Measurement Data Archive – Integration Effort GEC11 July 2011 Giridhar Manepalli Corporation for National Research Initiatives
Measurement Data Archive: Status Deployed a prototype of measurement data archive that includes a temporary storage space, aka workspace A hierarchical storage system that allows making collections of objects Mints a persistent identifier that resolves to data Indexes metadata to support queries and data discovery Supports SFTP, SCP, SMB, REST, and Web-based Interface into the system Early adopters in GENI: OnTimeMeasure - Ohio State University INSTOOLS - University of Kentucky
Success Criteria for an Archive Archive cannot be just a store-and-retrieve service. An eco-system surrounding the archive is needed to motivate communities into using it. Visualization, policy enforcement, dissemination, etc. are examples of services an archive could provide. To build such an eco-system, a basic understanding of what we store is necessary: #1: Data Model. How do you define a data object? (Not how it is serialized, e.g., databases, file-systems, etc.). Do we need a data agnostic archive? Do we manage relationships across data objects? Too many storage systems failed because of the lack of a proper data model. #2: Metadata. What constitutes a metadata record? How is it associated with a data object? Lack of metadata results in a pile of bytes in an archive. Building an eco- system of services with a pile of bytes is impossible. #3: API. How is data (and metadata) pushed into an archive? What are the end-point definitions and data structures? #1 and #2 are more important.

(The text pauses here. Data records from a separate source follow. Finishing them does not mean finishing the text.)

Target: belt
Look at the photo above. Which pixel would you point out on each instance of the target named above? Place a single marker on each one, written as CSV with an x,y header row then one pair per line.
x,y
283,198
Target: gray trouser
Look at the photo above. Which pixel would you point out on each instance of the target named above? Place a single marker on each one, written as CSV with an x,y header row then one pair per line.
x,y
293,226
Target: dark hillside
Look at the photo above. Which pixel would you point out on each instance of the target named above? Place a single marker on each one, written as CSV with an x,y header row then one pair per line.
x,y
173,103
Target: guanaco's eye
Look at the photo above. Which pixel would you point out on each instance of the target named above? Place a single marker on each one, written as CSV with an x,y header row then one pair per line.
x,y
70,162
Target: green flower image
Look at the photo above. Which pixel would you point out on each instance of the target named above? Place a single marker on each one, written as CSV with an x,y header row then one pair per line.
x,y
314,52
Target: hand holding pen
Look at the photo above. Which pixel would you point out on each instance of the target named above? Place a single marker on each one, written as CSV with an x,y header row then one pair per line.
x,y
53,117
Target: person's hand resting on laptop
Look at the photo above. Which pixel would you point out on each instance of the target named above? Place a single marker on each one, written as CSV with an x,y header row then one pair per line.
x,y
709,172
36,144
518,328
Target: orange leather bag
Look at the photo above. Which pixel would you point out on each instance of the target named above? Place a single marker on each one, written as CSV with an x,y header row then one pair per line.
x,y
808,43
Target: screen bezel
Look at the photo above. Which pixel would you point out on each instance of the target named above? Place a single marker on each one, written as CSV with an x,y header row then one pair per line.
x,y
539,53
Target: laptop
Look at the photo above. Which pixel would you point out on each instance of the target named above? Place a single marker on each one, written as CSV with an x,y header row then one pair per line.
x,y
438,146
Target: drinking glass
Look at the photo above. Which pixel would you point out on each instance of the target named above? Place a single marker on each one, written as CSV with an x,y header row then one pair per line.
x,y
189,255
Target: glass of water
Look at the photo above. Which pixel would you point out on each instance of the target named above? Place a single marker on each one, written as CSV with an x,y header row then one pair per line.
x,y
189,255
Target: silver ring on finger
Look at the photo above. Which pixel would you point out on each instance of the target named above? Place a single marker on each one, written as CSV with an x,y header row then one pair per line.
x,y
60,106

Integration: Next Steps Step #1: Define a data object. Is data just a series of bytes? Or do we pack X, Y, & Z into it? Are relationships across objects required or not? (Not nice-to-have, but are they required?) Do we have data visibility criteria? Permissions, etc. Step #2: Validate metadata recommendation. Projects should generate a few metadata records with these goals: To identify which elements are needed, which are optional, and which are not required. To capture different profiles of data. Perhaps some elements are needed for one class of data, and other elements are needed for other class of data. This may result in a few profiles. Although unlimited profiles are hard to manage, a limited number will result in less optional fields. To validate the suggested controlled vocabulary for some of the elements, and to identify vocabulary where missing. Controlled vocabulary brings some order into metadata and discovery. Step #3: Identify API. What end-points and data structures are reasonable for a given project? REST+XML, XML-RPC, etc.